Bisikan tak terhitung menyebar, dan pada akhirnya beberapa orang melirik aneh ke tempat tertinggi di luar Gunung Api Agung. Ritual Api Langit tampak seperti pertempuran antara empat paviliun, tetapi sebenarnya itu adalah permainan antara dua tetua agung. Hanya saja tidak ada yang menyangka Paviliun Api, yang seharusnya memiliki keunggulan mutlak, akan kalah pada akhirnya.

Ketua Sekte Xuan Kun pasti sedikit marah saat ini.

Di bawah tatapan tak terhitung, di atas teratai lava, Chi Jing dan ketua sekte Xuan Kun perlahan mengalihkan pandangan mereka dari Kuali Api Langit.

Senyum merekah di wajah Chi Jing saat dia menoleh untuk berkata kepada ketua sekte Xuan Kun, “Sepertinya aku harus berterima kasih kepada ketua sekte Xuan Kun atas Ritual Api Langit tahun ini.”

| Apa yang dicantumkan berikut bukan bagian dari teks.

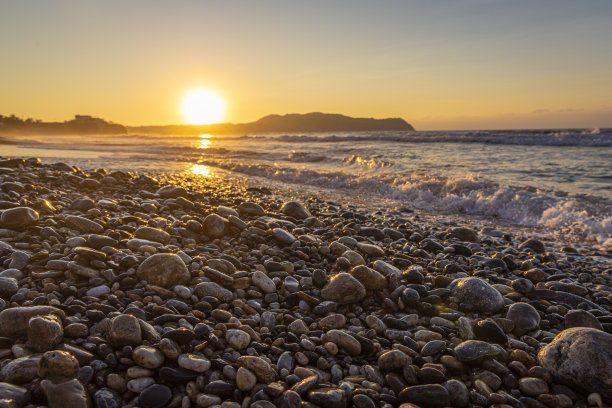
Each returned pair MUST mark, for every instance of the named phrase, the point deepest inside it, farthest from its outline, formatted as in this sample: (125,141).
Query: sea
(558,181)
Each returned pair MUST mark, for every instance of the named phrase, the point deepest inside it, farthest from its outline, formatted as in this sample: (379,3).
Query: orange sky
(470,64)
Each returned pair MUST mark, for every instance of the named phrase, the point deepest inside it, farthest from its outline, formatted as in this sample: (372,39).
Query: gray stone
(165,270)
(471,350)
(525,317)
(477,294)
(18,217)
(343,289)
(581,357)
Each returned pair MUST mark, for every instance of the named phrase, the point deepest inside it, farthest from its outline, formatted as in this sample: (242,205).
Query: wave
(571,137)
(578,215)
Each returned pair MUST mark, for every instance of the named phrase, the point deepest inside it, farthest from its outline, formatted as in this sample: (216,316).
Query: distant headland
(309,122)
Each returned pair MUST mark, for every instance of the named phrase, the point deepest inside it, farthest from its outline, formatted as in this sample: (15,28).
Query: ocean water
(559,180)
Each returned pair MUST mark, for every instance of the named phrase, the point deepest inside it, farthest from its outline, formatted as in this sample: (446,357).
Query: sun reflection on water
(205,141)
(201,170)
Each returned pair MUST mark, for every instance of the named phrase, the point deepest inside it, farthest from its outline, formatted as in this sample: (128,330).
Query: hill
(309,122)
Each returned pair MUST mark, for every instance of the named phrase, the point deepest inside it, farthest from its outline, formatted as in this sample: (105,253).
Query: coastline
(326,302)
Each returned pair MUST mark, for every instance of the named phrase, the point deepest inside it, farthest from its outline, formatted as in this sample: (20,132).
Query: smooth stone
(14,322)
(261,368)
(214,226)
(581,357)
(98,291)
(263,282)
(295,210)
(8,287)
(124,330)
(155,396)
(332,321)
(250,208)
(343,289)
(471,350)
(14,393)
(18,217)
(193,362)
(432,395)
(283,236)
(66,394)
(464,234)
(138,385)
(344,340)
(328,397)
(147,357)
(44,333)
(370,278)
(237,339)
(488,330)
(245,379)
(165,270)
(21,370)
(107,398)
(58,364)
(581,318)
(215,290)
(524,316)
(458,393)
(83,225)
(172,192)
(393,360)
(533,387)
(478,294)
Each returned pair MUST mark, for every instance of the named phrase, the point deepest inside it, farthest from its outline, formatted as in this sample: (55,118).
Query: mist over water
(559,179)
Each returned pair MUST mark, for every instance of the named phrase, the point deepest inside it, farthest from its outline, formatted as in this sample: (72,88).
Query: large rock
(343,289)
(152,234)
(66,394)
(44,333)
(214,226)
(58,365)
(83,225)
(525,317)
(14,321)
(581,357)
(296,210)
(477,294)
(124,330)
(212,289)
(164,270)
(369,278)
(18,217)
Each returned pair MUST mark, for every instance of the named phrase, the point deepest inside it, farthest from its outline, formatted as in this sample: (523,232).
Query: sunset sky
(472,64)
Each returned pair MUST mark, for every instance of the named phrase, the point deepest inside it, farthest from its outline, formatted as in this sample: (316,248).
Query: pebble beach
(122,289)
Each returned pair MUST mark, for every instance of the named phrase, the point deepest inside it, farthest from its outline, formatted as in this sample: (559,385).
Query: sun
(203,107)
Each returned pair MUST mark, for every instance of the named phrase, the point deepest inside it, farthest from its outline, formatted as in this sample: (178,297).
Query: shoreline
(193,291)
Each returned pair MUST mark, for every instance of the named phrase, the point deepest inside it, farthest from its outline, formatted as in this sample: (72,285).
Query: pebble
(165,270)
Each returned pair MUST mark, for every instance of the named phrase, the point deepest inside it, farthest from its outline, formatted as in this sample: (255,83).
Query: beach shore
(173,289)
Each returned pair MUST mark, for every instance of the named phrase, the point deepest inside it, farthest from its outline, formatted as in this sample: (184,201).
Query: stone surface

Tidak ada riak emosi di wajah ketua sekte Xuan Kun. “Sepertinya tetua agung Chi Jing benar-benar telah menemukan bibit yang bagus.

“Tapi sebenarnya apa latar belakang Zhou Yuan? Teknik Genesis yang dimilikinya bukanlah teknik biasa. Selain itu, metode transformasinya terhadap kekuatan spiritual begitu banyak orang menjadi api spiritual pasti merupakan teknik Genesis yang sangat ampuh. Teknik Genesis ini dapat dianggap sebagai salah satu yang terbaik di Wilayah Tianyuan.

“Karena dia memiliki latar belakang seperti itu, dia seharusnya bukan kultivator biasa. Saya sarankan tetua agung Chi Jing menyelidikinya.”

Chi Jing berkata dengan acuh tak acuh, “Tiuanian saya menerima orang-orang hebat dari mana saja dan tidak pernah mempedulikan latar belakang seseorang. Ini adalah aturan yang ditetapkan oleh guru saya. Selama Zhou Yuan memiliki kemampuan, saya akan terus mempekerjakannya. Selama kita saling memperlakukan dengan tulus, apa pun identitasnya, dia akan tetap menjadi bagian dari Wilayah Tianyuan saya di masa depan.”

“Karena tetua agung Chi Jing begitu berpikiran terbuka, aku tidak banyak bicara lagi. Meskipun kekalahan dalam Ritual Api Langit memalukan, itu belum tentu hal yang buruk. Mungkin itu akan membuat Lu Xiao lebih waspada. Yang terpenting adalah pertarungan kepala paviliun,” kata pemimpin sekte itu acuh tak acuh.

Dia menoleh dan menatap dalam-dalam tetua agung Chi Jing. “Pertarungan kepala paviliun bergantung pada kekuatan masing-masing, yang sama sekali berbeda dari Ritual Api Langit.”

Chi Jing terkekeh, “Aku percaya Zhou Yuan tidak lebih lemah dari siapa pun.”

Mata mereka bertemu, dan mereka tidak lagi mengucapkan sepatah kata pun, perlahan-lahan mengalihkan pandangan mereka.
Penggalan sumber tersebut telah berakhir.